Under 28 U.S.C. § 1447(c), "[a]n order remanding the case may require payment of just costs and any actual expenses, including attorney fees, incurred as a result of the removal." "Absent unusual circumstances, courts may award attorney's fees under § 1447(c) only where the removing party lacked an objectively reasonable basis for seeking removal." Martin v. Franklin Capital Corp., 546 U.S. 132, 141 (2005). "Conversely, when an objectively reasonable basis exists, fees should be denied." Id. "Removal is not objectively unreasonable `solely because the removing party's arguments lack merit, or else attorney's fees would always be awarded whenever remand is granted.'" Grancare, LLC v. Thrower by and through Mills, 889 F.3d 543, 552 (9th Cir. 2018) (quoting Lussier v. Dollar Tree Stores, Inc., 518 F.3d 1062, 1065 (9th Cir. 2008)).

Here, the court finds that the issue of federal jurisdiction based on manifest disregard of federal law is moderately complex. This is particularly so here, where the issue is raised in connection with a motion for confirmation of an arbitration award. Although Defendant's arguments for federal question jurisdiction lack merit, this fact alone is not enough to support a finding that Defendant lacked an objectively reasonable basis for seeking removal. See Martin, 546 U.S. at 141; Grancare, LLC, 889 F.3d at 552. Accordingly, the court REJECTS the F&R's recommendation, pursuant to § 1447(c), to award Plaintiff its attorneys' fees and costs incurred in connection with removal.

V. CONCLUSION

Based on the foregoing, the court finds that there is no federal question jurisdiction, and therefore, this action must be remanded. The court further finds that Defendant had an objectively reasonable basis to seek removal and therefore, an award of Plaintiff's attorneys' fees and costs incurred in connection with removal is not warranted.

Thus, the F&R is ADOPTED in part and REJECTED in part. The Clerk of Court is DIRECTED to remand this action to the State of Hawaii Circuit Court for the Third Circuit forthwith.

IT IS SO ORDERED.

FootNotes


1. The Motion for Confirmation alleges that HMSA and Dr. Nitta are also parties to a Participating Provider Agreement ("PPA"), which governs services provided by Dr. Nitta to HMSA members enrolled in non-QUEST HMSA plans. See ECF No. 1-1 at PageID #6 n.2.
2. The provisions of HUAA upon which the Motion for Confirmation relies include: (1) HRS § 658A-22 ("After a party to an arbitration proceeding receives notice of an award, the party may make a motion to the court for an order confirming the award at which time the court shall issue a confirming order unless the award is modified or corrected pursuant to [HUAA].";

(2) HRS § 658A-25)(a) ("Upon granting an order confirming . . . an award, the court shall enter a judgment in conformity therewith.
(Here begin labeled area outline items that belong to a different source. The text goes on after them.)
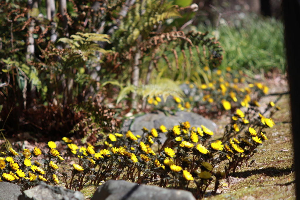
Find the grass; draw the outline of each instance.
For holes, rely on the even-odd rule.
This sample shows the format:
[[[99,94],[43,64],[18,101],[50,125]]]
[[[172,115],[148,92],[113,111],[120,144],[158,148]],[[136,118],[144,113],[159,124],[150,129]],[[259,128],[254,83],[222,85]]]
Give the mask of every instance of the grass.
[[[239,25],[220,25],[219,40],[225,52],[221,67],[247,69],[257,73],[277,67],[284,71],[286,63],[284,26],[274,19],[250,16],[235,20]],[[215,28],[200,25],[198,30],[216,35]]]
[[[267,103],[274,100],[270,98],[272,97],[264,97],[261,101]],[[226,179],[222,180],[220,185],[224,186],[219,187],[217,191],[219,194],[212,196],[210,192],[213,189],[213,183],[207,190],[205,199],[295,199],[295,177],[292,171],[293,151],[290,124],[289,123],[290,121],[289,101],[288,96],[286,95],[276,103],[281,109],[273,116],[276,124],[272,128],[266,130],[268,140],[258,147],[257,152],[253,157],[255,161],[250,167],[242,166],[234,175],[230,174],[231,176],[227,186],[223,184],[228,182]],[[224,117],[214,120],[220,125],[226,124],[228,119]],[[220,131],[215,135],[218,138],[222,135],[222,132]],[[214,170],[224,171],[226,164],[224,163]],[[157,185],[159,182],[158,181],[144,184]],[[86,199],[89,199],[97,187],[88,185],[81,192]],[[191,182],[189,188],[190,191],[195,190],[195,184]]]

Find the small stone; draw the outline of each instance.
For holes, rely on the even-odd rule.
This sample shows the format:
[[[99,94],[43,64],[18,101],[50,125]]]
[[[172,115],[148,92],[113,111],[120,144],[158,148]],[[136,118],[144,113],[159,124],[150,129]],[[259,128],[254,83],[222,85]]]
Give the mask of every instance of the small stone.
[[[195,200],[190,192],[110,180],[100,186],[91,200]]]
[[[8,182],[0,182],[0,200],[18,200],[22,194],[18,186]]]

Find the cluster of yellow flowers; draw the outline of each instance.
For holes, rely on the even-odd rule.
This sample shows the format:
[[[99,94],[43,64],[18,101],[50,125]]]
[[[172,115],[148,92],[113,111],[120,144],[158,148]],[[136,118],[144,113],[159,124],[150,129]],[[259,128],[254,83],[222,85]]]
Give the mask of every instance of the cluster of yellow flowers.
[[[267,109],[274,106],[271,102]],[[49,150],[44,154],[37,147],[18,152],[11,148],[1,153],[0,180],[27,188],[40,181],[54,184],[60,182],[67,188],[80,190],[88,182],[98,185],[108,179],[122,179],[141,184],[146,177],[151,181],[159,176],[160,186],[171,184],[186,189],[192,181],[197,185],[196,193],[203,196],[212,180],[217,189],[219,180],[231,170],[234,173],[243,163],[247,166],[257,147],[268,139],[263,129],[273,127],[274,122],[255,108],[250,105],[245,112],[237,109],[220,140],[212,141],[214,133],[205,126],[191,127],[186,121],[169,129],[163,125],[150,130],[144,127],[141,136],[130,130],[124,134],[109,133],[101,139],[97,148],[88,143],[78,146],[64,137],[62,154],[52,141],[48,143]],[[243,130],[244,136],[237,137]],[[166,138],[163,142],[161,134]],[[156,152],[152,149],[154,145]],[[37,160],[32,163],[31,159],[37,160],[38,156],[42,158],[42,165]],[[70,170],[59,169],[58,164],[72,157],[77,161]],[[214,170],[225,161],[229,162],[224,172]]]
[[[17,183],[25,189],[34,186],[41,181],[50,184],[58,183],[56,174],[57,165],[64,159],[59,156],[54,142],[49,142],[49,151],[44,155],[48,156],[44,161],[44,167],[37,160],[42,155],[40,149],[37,147],[29,151],[24,149],[17,152],[10,148],[9,151],[0,152],[0,182],[5,181]],[[32,159],[35,158],[34,161]]]
[[[202,101],[199,101],[199,98],[195,98],[189,94],[188,98],[184,98],[185,103],[183,103],[180,98],[174,97],[177,108],[189,111],[192,106],[205,106],[207,108],[207,106],[210,106],[215,107],[216,106],[219,109],[229,110],[236,107],[248,108],[250,104],[259,107],[257,101],[251,99],[250,95],[256,92],[256,96],[259,99],[268,93],[268,86],[258,82],[247,83],[242,71],[238,73],[231,70],[223,72],[218,70],[210,74],[210,71],[209,74],[206,75],[207,82],[206,83],[186,81],[186,84],[190,90],[194,88],[198,89],[196,94],[194,95],[200,97],[200,99],[202,98]]]

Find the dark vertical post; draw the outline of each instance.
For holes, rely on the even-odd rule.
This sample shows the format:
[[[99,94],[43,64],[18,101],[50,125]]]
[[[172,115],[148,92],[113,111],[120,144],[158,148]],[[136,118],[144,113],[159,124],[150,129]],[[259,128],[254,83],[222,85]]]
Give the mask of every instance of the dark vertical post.
[[[283,0],[284,19],[293,137],[296,199],[300,199],[300,1]]]

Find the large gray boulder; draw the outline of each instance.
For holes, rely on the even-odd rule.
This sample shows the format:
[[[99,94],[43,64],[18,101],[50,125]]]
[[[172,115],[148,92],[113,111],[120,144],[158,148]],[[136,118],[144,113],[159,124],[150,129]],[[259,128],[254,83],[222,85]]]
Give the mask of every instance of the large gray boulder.
[[[41,182],[38,185],[23,192],[19,200],[84,200],[81,193],[53,187]]]
[[[190,192],[110,180],[99,186],[91,200],[196,200]]]
[[[16,185],[8,182],[0,182],[0,200],[18,200],[21,194],[21,189]]]
[[[159,128],[161,125],[164,125],[167,129],[169,129],[176,125],[179,125],[179,122],[187,121],[190,122],[192,127],[201,127],[202,125],[213,131],[217,130],[217,125],[211,120],[197,113],[184,111],[177,112],[175,115],[169,116],[159,111],[157,113],[148,113],[136,118],[131,123],[130,129],[135,135],[141,135],[143,134],[142,129],[143,127],[151,130],[153,128]],[[164,142],[166,140],[165,135],[161,133],[160,136]]]

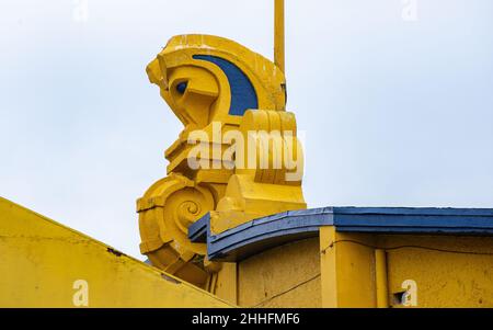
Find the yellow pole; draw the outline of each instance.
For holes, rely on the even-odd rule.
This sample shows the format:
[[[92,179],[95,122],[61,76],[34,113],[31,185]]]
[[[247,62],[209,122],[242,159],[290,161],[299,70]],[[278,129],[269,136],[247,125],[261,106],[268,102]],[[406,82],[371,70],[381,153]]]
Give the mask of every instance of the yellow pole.
[[[389,287],[387,283],[387,252],[375,250],[377,307],[389,308]]]
[[[286,72],[284,0],[274,1],[274,61],[283,72]]]

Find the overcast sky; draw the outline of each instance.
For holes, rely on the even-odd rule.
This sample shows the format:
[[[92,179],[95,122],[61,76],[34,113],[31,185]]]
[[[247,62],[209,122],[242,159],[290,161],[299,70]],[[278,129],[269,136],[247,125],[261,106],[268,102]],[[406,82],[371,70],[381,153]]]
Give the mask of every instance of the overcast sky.
[[[182,129],[147,64],[183,33],[272,57],[272,2],[0,0],[0,195],[142,259]],[[286,5],[311,207],[493,207],[493,1]]]

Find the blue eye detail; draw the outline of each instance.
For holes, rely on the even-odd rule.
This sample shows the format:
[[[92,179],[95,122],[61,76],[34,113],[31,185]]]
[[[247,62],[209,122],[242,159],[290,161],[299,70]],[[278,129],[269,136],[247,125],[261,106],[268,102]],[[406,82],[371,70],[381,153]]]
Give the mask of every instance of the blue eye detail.
[[[186,81],[180,82],[179,84],[176,84],[176,91],[183,95],[185,93],[187,87],[188,87],[188,82],[186,82]]]
[[[226,75],[231,89],[229,114],[243,116],[246,110],[259,109],[259,98],[249,77],[234,64],[211,55],[194,55],[195,59],[206,60],[218,66]]]

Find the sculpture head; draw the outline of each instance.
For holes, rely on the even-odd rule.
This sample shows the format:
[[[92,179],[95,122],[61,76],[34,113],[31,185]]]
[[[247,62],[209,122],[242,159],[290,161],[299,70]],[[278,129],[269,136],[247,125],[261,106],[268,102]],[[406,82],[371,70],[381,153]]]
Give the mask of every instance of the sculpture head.
[[[285,111],[286,79],[268,59],[210,35],[173,37],[147,68],[186,132],[239,125],[248,110]]]

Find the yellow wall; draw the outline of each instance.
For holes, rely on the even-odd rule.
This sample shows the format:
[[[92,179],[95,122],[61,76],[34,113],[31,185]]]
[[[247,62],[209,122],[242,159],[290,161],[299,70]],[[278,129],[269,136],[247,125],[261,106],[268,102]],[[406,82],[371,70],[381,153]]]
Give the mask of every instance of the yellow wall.
[[[216,292],[228,298],[236,283],[237,301],[241,307],[314,308],[321,307],[319,239],[307,239],[265,251],[219,274]],[[231,297],[231,295],[229,296]]]
[[[489,237],[356,235],[323,227],[320,249],[324,307],[493,307]],[[385,264],[376,261],[377,250]],[[379,270],[383,295],[377,295]],[[403,293],[416,304],[404,306]]]
[[[78,280],[89,307],[230,306],[3,198],[0,258],[0,307],[74,307]]]

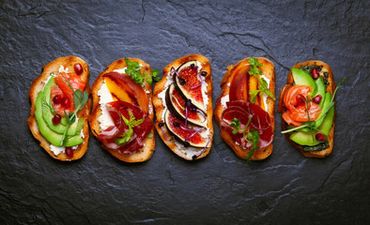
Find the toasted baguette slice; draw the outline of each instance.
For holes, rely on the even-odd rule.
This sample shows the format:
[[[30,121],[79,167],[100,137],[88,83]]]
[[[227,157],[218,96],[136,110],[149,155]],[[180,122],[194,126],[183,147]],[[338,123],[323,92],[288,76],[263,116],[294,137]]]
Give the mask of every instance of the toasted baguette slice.
[[[207,72],[205,76],[205,82],[207,84],[206,94],[208,96],[208,103],[205,112],[207,113],[206,127],[209,129],[209,141],[205,148],[196,149],[193,147],[184,147],[179,141],[172,135],[166,125],[164,125],[164,111],[167,110],[167,106],[163,98],[160,95],[165,93],[168,86],[173,83],[172,76],[170,75],[171,68],[177,69],[189,61],[198,61],[201,65],[201,70]],[[199,54],[191,54],[174,60],[163,69],[162,79],[154,86],[153,105],[156,113],[155,126],[157,132],[164,143],[173,151],[176,155],[180,156],[185,160],[197,160],[208,155],[211,150],[213,142],[213,125],[212,125],[212,71],[211,65],[206,57]]]
[[[65,153],[60,153],[58,155],[55,155],[51,149],[50,149],[50,143],[41,135],[36,118],[35,118],[35,102],[36,97],[40,91],[43,90],[45,83],[47,79],[50,76],[50,73],[55,73],[59,71],[60,66],[63,66],[64,68],[68,68],[69,71],[73,71],[74,64],[80,63],[83,68],[83,72],[80,75],[81,80],[86,83],[85,90],[90,93],[89,88],[89,65],[81,58],[77,56],[65,56],[65,57],[59,57],[55,60],[51,61],[47,65],[45,65],[42,68],[42,72],[40,76],[38,76],[31,85],[31,88],[29,90],[29,98],[31,102],[31,109],[30,109],[30,115],[28,117],[28,126],[32,132],[32,135],[40,142],[40,146],[45,149],[45,151],[54,159],[60,160],[60,161],[73,161],[80,159],[82,156],[85,155],[87,151],[87,146],[89,142],[89,126],[88,126],[88,117],[90,113],[90,106],[91,101],[88,100],[87,104],[78,112],[77,116],[80,118],[86,118],[84,126],[83,126],[83,136],[84,141],[82,144],[78,145],[78,148],[74,150],[73,157],[68,158]]]
[[[317,66],[322,66],[322,71],[327,71],[328,72],[328,82],[329,84],[327,85],[326,87],[326,91],[333,94],[335,88],[336,88],[336,84],[335,84],[335,81],[334,81],[334,76],[333,76],[333,71],[331,70],[330,66],[323,62],[323,61],[320,61],[320,60],[309,60],[309,61],[304,61],[304,62],[300,62],[300,63],[297,63],[295,64],[293,67],[295,68],[300,68],[302,66],[312,66],[312,65],[317,65]],[[289,87],[290,85],[293,85],[294,83],[294,80],[293,80],[293,76],[292,76],[292,72],[289,71],[288,73],[288,78],[287,78],[287,84],[283,87],[282,91],[280,92],[280,99],[279,99],[279,112],[281,114],[283,114],[284,112],[284,103],[283,103],[283,96],[284,96],[284,91],[286,90],[287,87]],[[335,105],[333,106],[335,107]],[[282,119],[282,130],[286,130],[288,125],[287,123],[285,123],[284,119]],[[325,158],[327,156],[329,156],[332,152],[333,152],[333,146],[334,146],[334,128],[335,128],[335,109],[334,109],[334,121],[333,121],[333,125],[329,131],[329,135],[328,135],[328,144],[329,144],[329,147],[327,147],[326,149],[323,149],[323,150],[320,150],[320,151],[304,151],[303,150],[303,147],[295,142],[293,142],[292,140],[290,140],[289,138],[289,133],[288,134],[285,134],[285,137],[286,139],[288,140],[288,142],[294,147],[296,148],[297,150],[299,150],[305,157],[310,157],[310,158]]]
[[[135,61],[138,62],[141,65],[141,73],[145,74],[151,74],[152,70],[150,68],[150,65],[144,62],[141,59],[137,58],[127,58],[130,61]],[[93,96],[93,109],[92,113],[89,119],[90,122],[90,128],[95,137],[97,137],[101,130],[100,130],[100,124],[98,122],[98,117],[101,115],[101,108],[99,104],[99,99],[100,97],[98,96],[98,91],[104,81],[103,75],[109,72],[113,72],[114,70],[119,70],[122,68],[127,67],[125,58],[118,59],[112,64],[110,64],[103,72],[99,74],[99,76],[96,78],[92,85],[92,96]],[[122,74],[122,76],[127,76],[126,74]],[[154,115],[153,115],[153,106],[152,106],[152,87],[150,84],[145,82],[144,85],[144,91],[147,93],[147,96],[149,98],[149,118],[150,120],[153,120]],[[154,153],[154,147],[155,147],[155,139],[154,139],[154,127],[148,134],[147,138],[145,139],[144,146],[138,150],[138,152],[133,153],[133,154],[123,154],[118,151],[113,151],[111,149],[107,149],[103,146],[105,150],[107,150],[111,155],[116,157],[117,159],[127,162],[127,163],[138,163],[138,162],[144,162],[149,160],[153,153]]]
[[[269,89],[270,89],[271,93],[273,93],[275,95],[275,66],[274,66],[274,64],[270,60],[268,60],[264,57],[256,57],[256,59],[262,64],[262,66],[259,67],[259,68],[262,71],[262,74],[265,75],[267,77],[267,79],[270,80]],[[238,67],[241,67],[241,66],[248,66],[249,67],[248,58],[240,60],[235,65],[229,65],[227,67],[226,73],[224,74],[224,76],[222,78],[221,85],[220,85],[221,94],[217,98],[216,109],[215,109],[215,119],[216,119],[217,124],[220,127],[221,127],[222,113],[226,109],[225,103],[224,104],[222,103],[222,98],[229,95],[230,83],[231,83],[231,81],[233,80],[233,77],[236,74],[235,73],[236,69]],[[258,86],[257,79],[253,76],[250,76],[250,78],[249,78],[249,90],[250,91],[256,90],[258,88],[257,86]],[[266,103],[267,103],[267,105],[265,105],[265,103],[263,102],[261,97],[259,97],[259,96],[257,97],[256,104],[258,104],[264,111],[268,112],[268,114],[270,115],[270,117],[271,117],[271,126],[272,126],[272,130],[274,132],[274,129],[275,129],[275,121],[274,121],[275,104],[274,104],[274,100],[271,99],[271,98],[267,98]],[[230,135],[227,132],[223,131],[222,129],[221,129],[221,137],[232,148],[234,153],[239,158],[245,159],[248,156],[249,151],[246,151],[246,150],[242,149],[240,146],[236,145],[235,142],[230,137]],[[266,159],[267,157],[269,157],[271,155],[272,148],[273,148],[273,143],[271,143],[267,147],[256,150],[254,152],[254,154],[252,155],[252,157],[250,158],[250,160]]]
The judgment may be recorded, docketed, and enforced as any other judgment in a civil action.");

(3) HRS § 658A-26(a) ("A court of this State having jurisdiction over the controversy and the parties may enforce an agreement to arbitrate."); and

(4) HRS § 658A-27 ("A motion pursuant to [HUAA] shall be made . . . in the court of any circuit in which an adverse party resides or has a place of business[.]").
3. There is no dispute that diversity jurisdiction does not exist in this action.